It’s been said that good decisions come from experience, and experience comes from bad decisions. There’s a lot we can learn from some of the really bad decisions that have been made — so that we can make better ones. Or at least we can make our own mistakes rather than simply repeating these whoppers.
Here are 13 mistakes we all wish we had known about without having to actually make them!
Mistake 1
Cutting acquisition quantity to improve this year’s fundraising ratios, but destroying your future revenue stream in the process. If you cut back on acquisition, you’ll have fewer current donors to cultivate next year and will start a downward revenue spiral that’s difficult to reverse.
Mistake 2
Hiring the wrong major gift leader. You don’t want a major gift leader who meddles with your successful direct response program instead of visiting with donors. Or one who tries to restrict direct response (DR) communication with donors based on how much they’ve given rather than based on who can actually be personally cultivated. Major gift officers should generate major gifts.
Mistake 3
Letting brand dictate fundraising messages instead of mandating that brand reinforce fundraising messages.
Mistake 4
Getting seduced by a consultant who claims to be able to acquire “higher value donors” and ending up getting too few donors to sustain your organization. The lesson is that you need a program that acquires those higher value donors plus all the other donors.
Mistake 5
Setting a target for your capital campaign but forgetting to include two years of operating budget in the total. The new building or new programs always cost more to operate than your current budget. By raising two years of operating costs up front, it gives you time to increase your revenue stream to meet the new operating budget.
Mistake 6
Cutting revenue-producing programs to address a budget shortfall. A wise accountant serving as a new board member addressed a nonprofit’s $100,000 budget shortfall.

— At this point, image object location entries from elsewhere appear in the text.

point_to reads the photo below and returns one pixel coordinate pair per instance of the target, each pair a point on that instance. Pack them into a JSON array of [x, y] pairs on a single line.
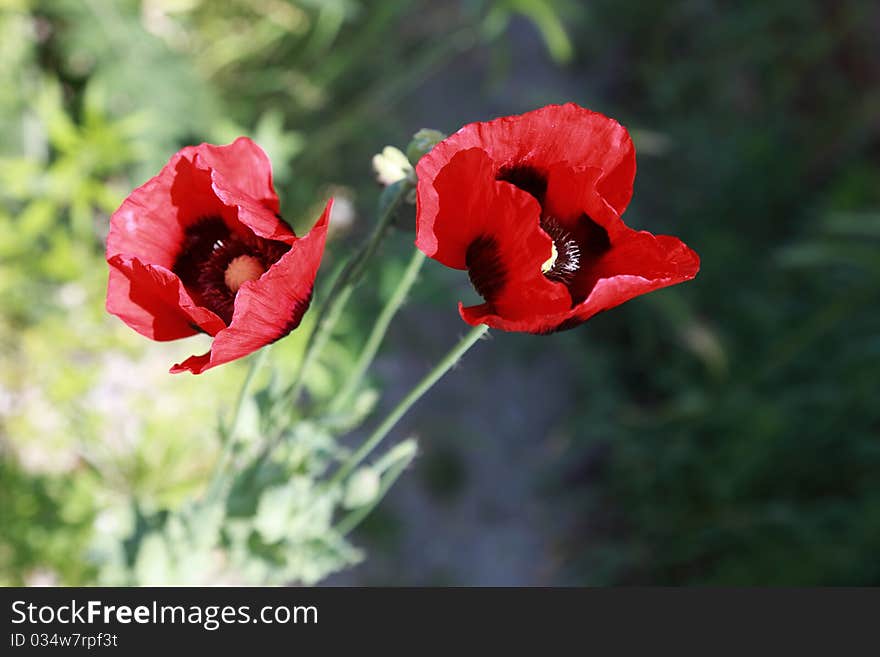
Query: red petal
[[269, 308], [637, 263], [244, 163], [557, 134], [153, 301]]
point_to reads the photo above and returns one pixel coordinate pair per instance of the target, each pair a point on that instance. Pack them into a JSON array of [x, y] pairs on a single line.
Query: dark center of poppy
[[214, 262], [565, 253], [527, 178], [574, 242], [485, 267]]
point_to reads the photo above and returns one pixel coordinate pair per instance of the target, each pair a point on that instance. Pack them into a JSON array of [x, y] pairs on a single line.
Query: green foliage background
[[725, 432]]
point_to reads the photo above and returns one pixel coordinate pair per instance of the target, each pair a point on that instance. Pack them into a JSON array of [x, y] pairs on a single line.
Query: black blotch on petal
[[594, 239], [527, 178], [485, 268], [207, 248], [198, 243]]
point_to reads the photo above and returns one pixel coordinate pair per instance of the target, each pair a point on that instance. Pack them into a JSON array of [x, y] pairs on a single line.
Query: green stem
[[380, 328], [331, 309], [354, 518], [406, 403]]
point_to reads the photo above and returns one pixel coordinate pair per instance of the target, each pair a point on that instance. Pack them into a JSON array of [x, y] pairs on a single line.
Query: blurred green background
[[726, 431]]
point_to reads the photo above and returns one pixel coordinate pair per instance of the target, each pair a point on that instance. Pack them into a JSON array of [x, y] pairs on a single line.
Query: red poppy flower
[[201, 248], [530, 205]]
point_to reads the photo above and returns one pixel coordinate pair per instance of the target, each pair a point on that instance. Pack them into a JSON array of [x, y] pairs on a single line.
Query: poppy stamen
[[565, 254], [242, 269]]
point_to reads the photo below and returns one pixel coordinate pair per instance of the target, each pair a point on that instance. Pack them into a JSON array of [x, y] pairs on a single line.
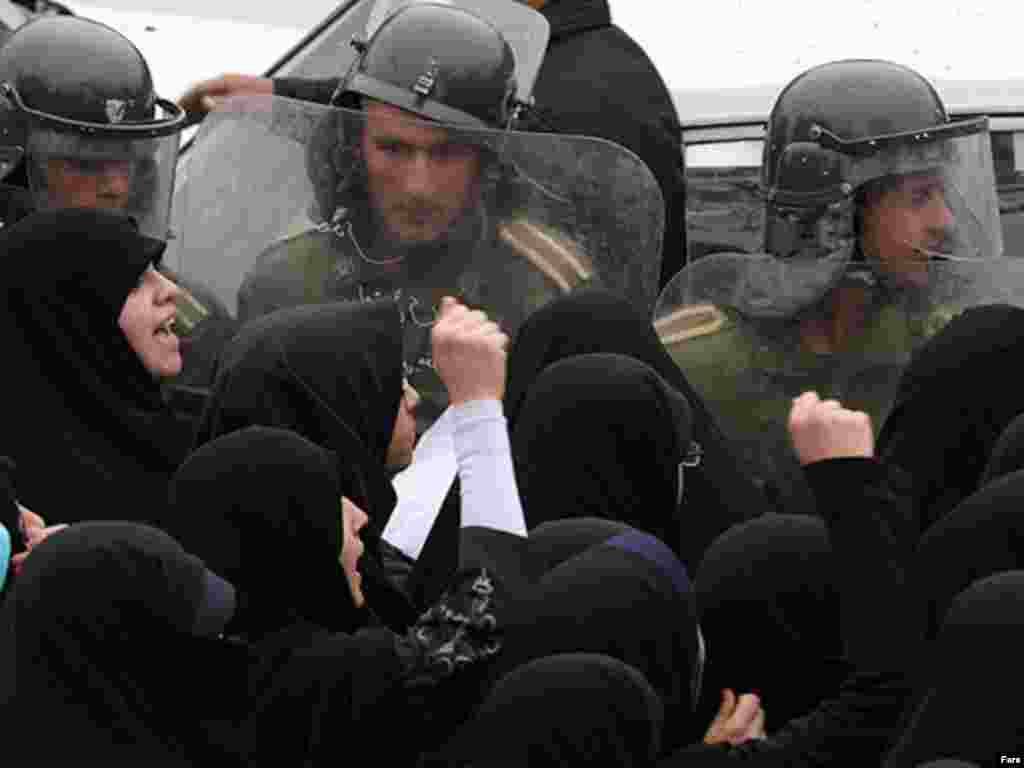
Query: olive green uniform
[[750, 370]]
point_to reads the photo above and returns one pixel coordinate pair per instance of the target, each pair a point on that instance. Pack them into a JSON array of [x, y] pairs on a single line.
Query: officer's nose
[[168, 290], [418, 174], [115, 180], [939, 217]]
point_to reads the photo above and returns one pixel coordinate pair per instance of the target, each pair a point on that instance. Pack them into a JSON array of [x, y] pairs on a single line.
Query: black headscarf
[[969, 710], [984, 535], [961, 374], [568, 710], [629, 598], [603, 435], [595, 322], [109, 650], [84, 419], [330, 372], [1008, 454], [776, 577], [262, 507]]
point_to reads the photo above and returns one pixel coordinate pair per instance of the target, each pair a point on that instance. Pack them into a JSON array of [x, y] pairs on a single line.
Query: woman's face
[[399, 452], [352, 520], [145, 321]]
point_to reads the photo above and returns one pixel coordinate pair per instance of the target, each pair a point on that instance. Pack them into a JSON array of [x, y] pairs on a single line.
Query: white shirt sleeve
[[422, 487], [489, 495]]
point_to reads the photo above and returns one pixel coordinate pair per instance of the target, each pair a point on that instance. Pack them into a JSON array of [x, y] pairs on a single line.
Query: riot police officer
[[413, 199], [877, 207], [82, 125]]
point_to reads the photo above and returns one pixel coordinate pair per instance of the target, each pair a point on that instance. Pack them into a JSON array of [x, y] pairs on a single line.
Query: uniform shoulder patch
[[553, 254], [689, 323]]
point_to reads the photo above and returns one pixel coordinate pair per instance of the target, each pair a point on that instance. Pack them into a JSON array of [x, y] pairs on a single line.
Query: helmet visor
[[132, 175], [927, 195]]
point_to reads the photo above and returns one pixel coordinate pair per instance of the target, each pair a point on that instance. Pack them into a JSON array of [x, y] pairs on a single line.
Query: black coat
[[595, 81]]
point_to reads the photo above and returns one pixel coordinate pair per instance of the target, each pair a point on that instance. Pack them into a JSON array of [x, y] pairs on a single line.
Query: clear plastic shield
[[133, 175], [524, 29], [751, 333], [298, 203]]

She suggested actually spending more money on revenue-producing activities. She correctly noted that the DR program raised $3 for every $1 spent. Increasing the DR budget by $50,000 raises $150,000 — with a net of $100,000 to solve the revenue shortfall.
Mistake 7
Accepting Watchdog standards. Don’t brag about your stars or puffs unless you operate a restaurant. Instead, teach donors to judge you by the impact of your programs, not by arbitrary – and often misleading — cost ratios.
Mistake 8
Chasing blindly after the next big thing. The fear of being left behind can cause us to leap before we look. Protect your core revenue streams, and budget separately for R&D into new approaches with dollars you can afford to lose.
Mistake 9
Making it look too easy. If people take your fundraising programs for granted, they’ll be tempted to water them down by mistakenly cutting frequency or insisting on more stories of success and less emphasis on need and urgency. Worse still, when the resulting fundraising efforts fail — they will — it will be blamed on the channel or the donors or your department, rather than on the dilution of the strategy.
Mistake 10
Forgetting to test. Why would anyone abandon a control for something new without testing? Maybe they’re afraid to be proven wrong, or because testing is difficult, or testing costs more, or maybe they just can’t imagine that their idea could fail. Always test.
Mistake 11
Believing that you are the target audience. Meet the donors where they are, rather than where you wish they were. Make it easy for donors to financially support programs that they are passionate about, not programs that you (or your program people) wish donors were passionate about. In the same vein: use media, spokespeople, music, video, and language that appeal to your donors rather than to you or your staff.
Mistake 12
Being so afraid of being called a micro-manager that you don’t manage enough. It’s irresponsible to stand by and watch your people make mistakes that you know, from experience, will damage your organization. Sure, you sometimes need to allow them to learn from their own mistakes – on the small stuff. But on important matters, you owe it to your organization, your people and yourself to teach your staff the right things to do and the right way to do them. If there’s one thing experience teaches us the hard way, it’s that not all ideas are of equal value.
Mistake 13
Being afraid to fire someone. If someone is not succeeding in his position, he is hurting the cause you represent and likely demoralizing other employees. Your organization deserves top-performing employees. If someone isn’t cutting it, even after you’ve worked to help her improve, let her go. It will allow you to hire someone better, and will allow the exiting employee to find a position where she’ll contribute more and be more highly valued.
There may only be seven deadly sins, but there are myriad marketing missteps. If you have others to add, I’d love to hear from you.